O CDS/Açores reafirmou hoje uma reflexão séria e estratégica sobre o futuro da saúde na Região, voltando a alertar para os riscos de decisões centralizadoras e sublinhando a necessidade de preservar a proximidade, redundância e a resiliência do Serviço Regional de Saúde.
Durante a sua intervenção na Assembleia Legislativa, o Líder Parlamentar Pedro Pinto afirmou que “refletir hoje sobre a saúde, como no passado o CDS já o fez, é absolutamente indispensável”, defendendo um novo modelo de financiamento e uma gestão mais criteriosa dos recursos humanos, financeiros e materiais alocados às diferentes áreas da saúde.
O Deputado destacou que a realidade “insular, arquipelágica e ultraperiférica” dos Açores obriga a soluções adaptadas às especificidades da Região, recordando que o arquipélago enfrenta desafios únicos na prestação de cuidados de saúde.
“Dada a sua natureza e localização, os Açores são uma região propícia à ocorrência de fenómenos naturais extremos. Numa região onde de Santa Maria ao Corvo dista mais do que de Norte a Sul de Portugal Continental, e onde habitam cerca de 240 mil pessoas, existem três hospitais e 16 centros de saúde”, afirmou.
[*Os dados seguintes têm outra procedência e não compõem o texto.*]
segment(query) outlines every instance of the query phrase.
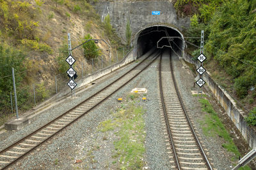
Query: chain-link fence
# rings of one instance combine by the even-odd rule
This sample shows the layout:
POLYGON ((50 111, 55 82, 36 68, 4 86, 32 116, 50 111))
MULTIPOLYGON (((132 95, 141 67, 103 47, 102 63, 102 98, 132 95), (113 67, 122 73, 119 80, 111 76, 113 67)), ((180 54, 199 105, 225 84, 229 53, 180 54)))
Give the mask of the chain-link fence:
MULTIPOLYGON (((77 82, 80 80, 86 78, 91 74, 120 62, 129 52, 129 50, 128 48, 125 47, 114 49, 112 52, 111 58, 109 55, 106 56, 106 54, 105 55, 102 54, 97 58, 90 60, 86 59, 85 57, 77 57, 79 59, 77 59, 76 64, 73 65, 73 67, 78 75, 74 81, 77 82)), ((56 55, 58 55, 58 53, 56 55)), ((73 57, 75 59, 76 58, 75 55, 73 57)), ((32 57, 31 59, 36 60, 40 59, 40 58, 32 57)), ((68 65, 68 63, 67 64, 68 65)), ((10 67, 10 69, 12 69, 12 68, 10 67)), ((37 76, 36 78, 29 77, 28 75, 25 76, 25 79, 28 81, 31 81, 30 80, 33 80, 33 81, 34 81, 26 83, 29 84, 29 85, 24 85, 21 87, 19 86, 18 88, 17 92, 17 96, 20 96, 21 93, 24 93, 24 90, 26 92, 26 97, 21 99, 22 101, 19 101, 21 98, 17 97, 18 110, 20 110, 20 108, 22 110, 28 110, 47 100, 56 94, 60 93, 61 90, 68 88, 67 83, 69 81, 69 78, 67 73, 56 74, 54 71, 51 71, 51 69, 49 71, 52 71, 52 73, 48 73, 46 76, 45 74, 43 74, 42 73, 42 74, 39 74, 39 76, 37 76)), ((24 72, 28 71, 31 72, 32 71, 26 70, 24 72)), ((15 76, 19 74, 20 74, 20 73, 14 73, 15 76)), ((12 74, 9 74, 6 76, 10 76, 9 78, 11 78, 12 76, 12 74)), ((0 77, 0 78, 2 78, 0 77)), ((8 97, 7 96, 4 97, 4 98, 8 98, 4 99, 4 102, 10 103, 8 105, 11 108, 8 109, 8 110, 10 111, 12 111, 13 113, 15 110, 13 88, 10 87, 8 91, 9 96, 8 97)))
Pedro Pinto apontou três pilares essenciais para o futuro da saúde nos Açores: “Redundância, Resiliência e Recursos”.
O Deputado recordou que foi precisamente a existência de uma estrutura de saúde descentralizada e redundante que permitiu aos Açores responder com eficácia à pandemia de 2020, garantindo baixas taxas de contaminação e mortalidade.
“Foi pela existência de infraestruturas e equipamentos de saúde próximos das populações, e não apenas numa única ilha, assim como pela prestação descentralizada de cuidados, que se registaram os resultados positivos na Região”, frisou.
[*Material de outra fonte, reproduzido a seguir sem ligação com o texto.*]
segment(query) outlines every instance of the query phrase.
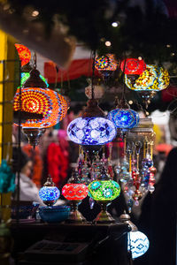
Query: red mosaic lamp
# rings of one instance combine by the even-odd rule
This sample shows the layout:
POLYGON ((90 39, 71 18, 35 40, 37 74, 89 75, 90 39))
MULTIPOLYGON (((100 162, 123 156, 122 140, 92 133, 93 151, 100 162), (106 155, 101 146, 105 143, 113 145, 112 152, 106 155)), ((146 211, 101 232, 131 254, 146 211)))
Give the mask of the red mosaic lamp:
POLYGON ((26 65, 31 60, 31 52, 27 47, 22 44, 15 44, 15 48, 17 49, 17 52, 19 57, 19 60, 21 61, 21 66, 26 65))
POLYGON ((104 79, 108 79, 118 68, 119 62, 113 54, 108 53, 102 57, 96 57, 95 67, 103 75, 104 79))
POLYGON ((146 70, 146 64, 142 59, 127 58, 120 63, 120 69, 125 74, 142 74, 146 70))
POLYGON ((88 195, 88 190, 85 184, 81 183, 78 173, 74 172, 69 179, 69 183, 65 184, 62 188, 62 194, 70 201, 71 212, 67 222, 82 223, 85 218, 78 210, 78 205, 88 195))
MULTIPOLYGON (((46 83, 36 70, 36 57, 29 78, 18 88, 13 99, 14 113, 21 113, 23 132, 35 147, 46 128, 57 125, 67 112, 67 102, 57 92, 46 88, 46 83), (19 100, 20 98, 20 100, 19 100)), ((19 125, 18 123, 15 125, 19 125)))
O Deputado recordou ainda a recente situação de inoperacionalidade do Hospital do Divino Espírito Santo (HDES), em São Miguel, considerando que o episódio voltou a demonstrar a importância de existirem estruturas alternativas capazes de assegurar cuidados de saúde em diferentes ilhas.
Relativamente à discussão em torno de um eventual Hospital Central Universitário, Pedro Pinto alertou para a necessidade de ponderação e realismo.
“O HDES já é atualmente um Hospital Universitário à nossa dimensão e realidade”, afirmou o Deputado, acrescentando que uma infraestrutura com estatuto de Hospital Central Universitário exige o cumprimento de requisitos legais, técnicos, científicos e académicos exigentes, nomeadamente capacidade de formação médica completa em todas as especialidades e manutenção de investigação científica ativa.
“Temos de estar muito cientes das nossas realidades e limitações, sem prescindir das nossas ambições, mas sempre com conta, peso e medida”, defendeu.
Pedro Pinto admitiu a possibilidade de construção de novas infraestruturas de saúde em São Miguel, defendendo inclusivamente que o futuro Centro de Saúde da Ribeira Grande possa ser repensado para assumir funções hospitalares complementares, contribuindo para descentralizar serviços e aumentar a redundância dentro da própria ilha.
“O CDS defende hoje o que sempre defendeu no passado: um Serviço Regional de Saúde robusto, coeso e resiliente, mas acima de tudo um serviço de proximidade, humanizado e que coloque os doentes em primeiro lugar”, concluiu o Líder Parlamentar.